Mahler's Symphony No. 10 is in five movements with a symmetrical structure. These movements are titled differently in the various versions, but here's how I like to think of them:

This five-movement symmetrical structure is reminiscent of Mahler's 7th Symphony, and the use of slow movements to begin and end the symphony is similar to the 9th Symphony.

Certainly Mahler is very present in the extraordinary first movement, which we know was left in a much more complete state than the other four. Towards the end are several hair-raising dissonant chords, like cries of agony. There is nothing quite like these chords in Mahler's earlier work, and yet they sound perfectly Mahlerian, perhaps giving us a little taste of where Mahler may have gone had he lived just another 10 years, and perhaps been able to assimilate the music of late Debussy, early Schoenberg, and early Stravinsky.

The second movement also sounds like pure Mahler to me, with a bouncy opening, lovely interludes, a shifting metric scheme between 4/4, 6/4, 3/4, and 5/4, and a great exhuberant ending.

The first hint of a problem with the 10th Symphony comes with the third movement. It has a spooky aura and a "night in the graveyard" feel similar to parts of the Mahler 6th, yet it seems to get stuck, and then actually truncated by a sudden ending in a sweeping flurry of harps. At about four minutes in length, it is by far the shortest purely orchestral movement in all of Mahler's symphonies. Only the 4th movement of the 2nd Symphony and the 5th movement of the 3rd Symphony are of comparable length, and these are both song settings.

We are back on firmer ground with the second Scherzo, a bristling can't-sit-still malange of conflicting ideas, tempi, and dynamics that shouldn't make sense but does, and it fades out with a wonderful quiet little pattern on the timpani.

What follows is a transition into the fifth movement that consists of a series of loud naked thuds on the bass drum, with the music slowly arising between these thuds. I remember when I first heard the Ormandy recording in the 1970s thinking how uncharacteristic of Mahler this passage was, and I have never been able to shake that impression. I cringe in embarassment every time I hear it. We know that Mahler derived these thuds from the sounds he heard while living in a hotel above the streets of New York City when a funeral procession of a fire chief passed by. Yet, they just don't sound right to me.

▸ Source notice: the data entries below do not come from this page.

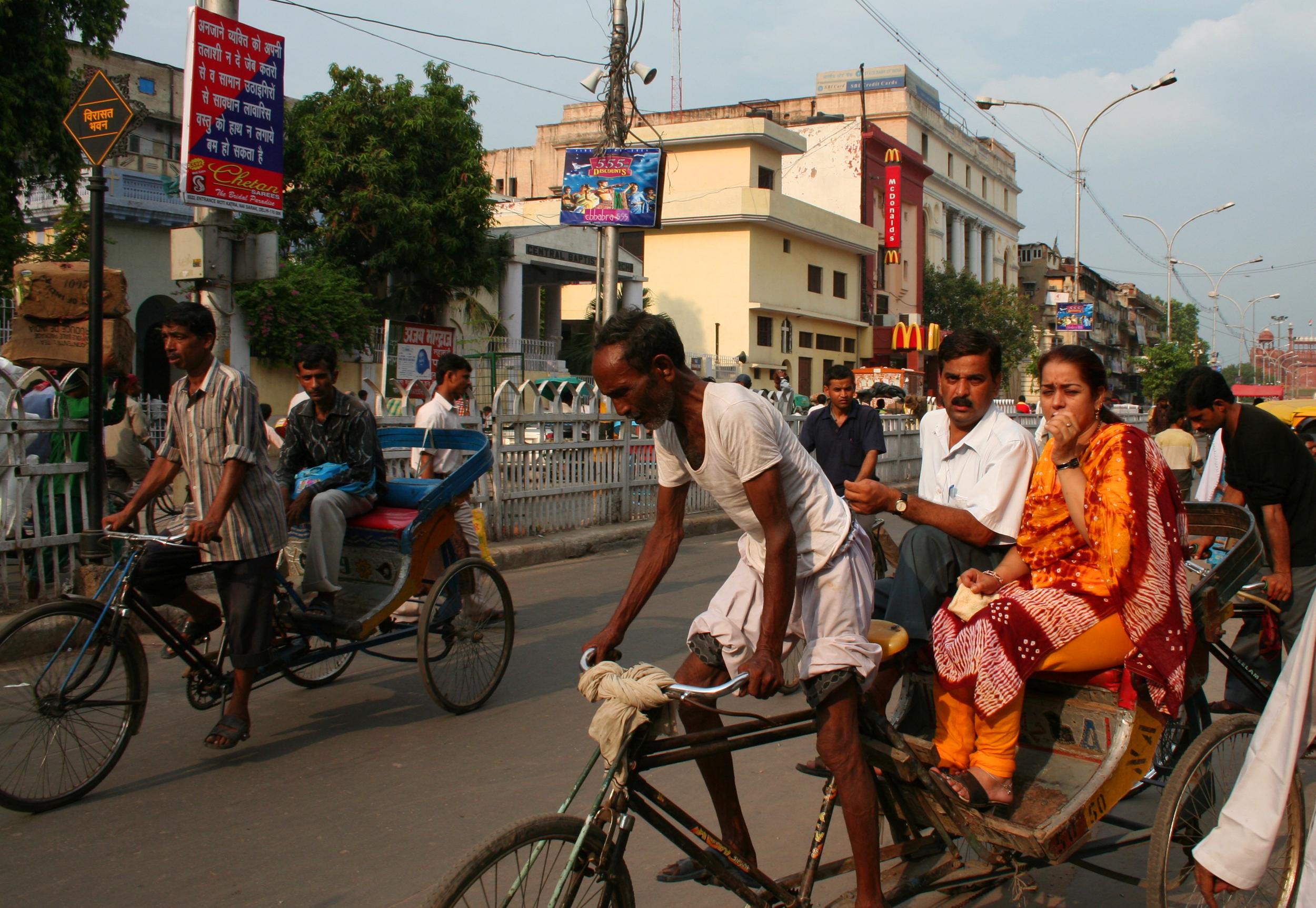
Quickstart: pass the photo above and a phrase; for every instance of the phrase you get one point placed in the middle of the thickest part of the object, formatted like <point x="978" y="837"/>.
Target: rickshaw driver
<point x="806" y="569"/>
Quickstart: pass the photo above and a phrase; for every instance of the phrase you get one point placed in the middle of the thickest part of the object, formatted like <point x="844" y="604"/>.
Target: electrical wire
<point x="433" y="35"/>
<point x="441" y="59"/>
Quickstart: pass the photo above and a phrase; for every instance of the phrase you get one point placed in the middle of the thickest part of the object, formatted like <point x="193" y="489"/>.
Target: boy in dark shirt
<point x="1268" y="469"/>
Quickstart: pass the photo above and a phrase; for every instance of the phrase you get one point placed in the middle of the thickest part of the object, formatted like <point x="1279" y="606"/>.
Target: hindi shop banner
<point x="419" y="348"/>
<point x="616" y="187"/>
<point x="232" y="116"/>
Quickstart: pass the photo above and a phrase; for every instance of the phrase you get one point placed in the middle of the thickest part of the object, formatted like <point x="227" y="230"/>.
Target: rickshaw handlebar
<point x="682" y="691"/>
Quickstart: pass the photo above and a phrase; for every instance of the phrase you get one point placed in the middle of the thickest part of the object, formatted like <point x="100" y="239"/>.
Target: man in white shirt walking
<point x="804" y="574"/>
<point x="977" y="464"/>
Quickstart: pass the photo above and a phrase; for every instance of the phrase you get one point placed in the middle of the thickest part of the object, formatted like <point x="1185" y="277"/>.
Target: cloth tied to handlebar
<point x="627" y="695"/>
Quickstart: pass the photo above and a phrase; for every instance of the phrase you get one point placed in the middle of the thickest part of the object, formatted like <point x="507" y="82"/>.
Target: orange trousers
<point x="965" y="739"/>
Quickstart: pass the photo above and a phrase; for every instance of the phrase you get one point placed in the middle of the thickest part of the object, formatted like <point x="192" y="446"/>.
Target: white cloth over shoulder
<point x="1239" y="849"/>
<point x="743" y="437"/>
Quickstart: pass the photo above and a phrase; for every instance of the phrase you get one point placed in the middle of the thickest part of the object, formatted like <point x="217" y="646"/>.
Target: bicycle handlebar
<point x="682" y="691"/>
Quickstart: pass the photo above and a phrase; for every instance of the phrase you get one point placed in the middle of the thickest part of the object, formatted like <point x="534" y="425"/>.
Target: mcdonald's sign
<point x="891" y="201"/>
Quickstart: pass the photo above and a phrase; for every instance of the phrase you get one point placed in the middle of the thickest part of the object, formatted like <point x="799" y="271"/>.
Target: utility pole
<point x="615" y="128"/>
<point x="217" y="295"/>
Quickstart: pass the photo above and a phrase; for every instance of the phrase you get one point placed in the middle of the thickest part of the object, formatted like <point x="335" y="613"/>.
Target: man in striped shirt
<point x="216" y="436"/>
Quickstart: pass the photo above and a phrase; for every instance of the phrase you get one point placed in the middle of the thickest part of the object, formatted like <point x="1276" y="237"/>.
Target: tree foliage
<point x="311" y="302"/>
<point x="35" y="96"/>
<point x="957" y="301"/>
<point x="393" y="183"/>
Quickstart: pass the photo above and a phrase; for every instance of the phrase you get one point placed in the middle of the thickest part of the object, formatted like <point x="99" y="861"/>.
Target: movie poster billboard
<point x="615" y="187"/>
<point x="232" y="116"/>
<point x="419" y="348"/>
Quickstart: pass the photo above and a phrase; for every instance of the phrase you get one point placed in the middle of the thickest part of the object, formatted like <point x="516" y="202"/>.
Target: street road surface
<point x="365" y="794"/>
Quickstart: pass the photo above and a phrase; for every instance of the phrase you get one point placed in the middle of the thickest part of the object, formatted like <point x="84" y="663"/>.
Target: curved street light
<point x="986" y="103"/>
<point x="1169" y="257"/>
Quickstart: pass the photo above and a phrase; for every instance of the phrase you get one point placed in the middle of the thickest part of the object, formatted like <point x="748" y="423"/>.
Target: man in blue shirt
<point x="844" y="436"/>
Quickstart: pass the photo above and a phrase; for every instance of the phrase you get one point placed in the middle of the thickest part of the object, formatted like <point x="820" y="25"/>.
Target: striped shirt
<point x="222" y="423"/>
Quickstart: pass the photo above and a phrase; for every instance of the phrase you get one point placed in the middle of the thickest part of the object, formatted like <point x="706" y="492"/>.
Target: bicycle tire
<point x="462" y="660"/>
<point x="40" y="652"/>
<point x="1190" y="806"/>
<point x="559" y="832"/>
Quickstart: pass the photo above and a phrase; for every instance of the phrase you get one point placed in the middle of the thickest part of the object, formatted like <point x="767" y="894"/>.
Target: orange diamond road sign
<point x="99" y="117"/>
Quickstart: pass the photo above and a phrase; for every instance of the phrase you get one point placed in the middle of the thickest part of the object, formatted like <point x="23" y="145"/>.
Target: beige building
<point x="753" y="278"/>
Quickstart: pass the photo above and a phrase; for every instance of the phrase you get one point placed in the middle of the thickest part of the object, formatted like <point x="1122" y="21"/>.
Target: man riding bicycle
<point x="804" y="574"/>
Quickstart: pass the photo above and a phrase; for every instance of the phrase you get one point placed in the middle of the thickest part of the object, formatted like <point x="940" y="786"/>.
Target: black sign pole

As the fifth movement gets going, there soon follows a little melody for the flute that some commentators have found "beautiful" or "unearthly" or "sweet and ethereal" but to me sounds banal. As the fith movement proceeds, we frequently encounter appealing passages, little bits and pieces of brilliance, occasional recapitulations of themes from the earlier movements (including those dissonant chords from the first movement), but for me nothing holds together. Ultimately I find the entire movement to be incoherent. It just doesn't make sense. Mahler is going through the motions but without connecting to the listener (or at least to this listener). No other movement in no other Mahler symphony is as baffling and emotionally distant to me as this final movement of the 10th Symphony.

This impression is, of course, extremely subjective. (Your mileage may vary.) I can't identify where it goes wrong, and what Mahler might have done to fix it. But I cannot believe that had Mahler recovered and returned to work on the 10th Symphony in the summer of 1911, he would not have performed some serious surgery on this final movement — perhaps even rewritten it entirely.

But if we're going to listen to the Mahler 10th Symphony at all, we need this movement (as flawed as it may be) to bring the symphony to its proper conclusion. Obviously there is nothing we can do about it, so I have come to accept it. Few people's last words are their best ones. There is a certain sadness in the last movement of the 10th Symphony that arises from Mahler's inability to express himself, but I wish the sadness could have come from the music itself.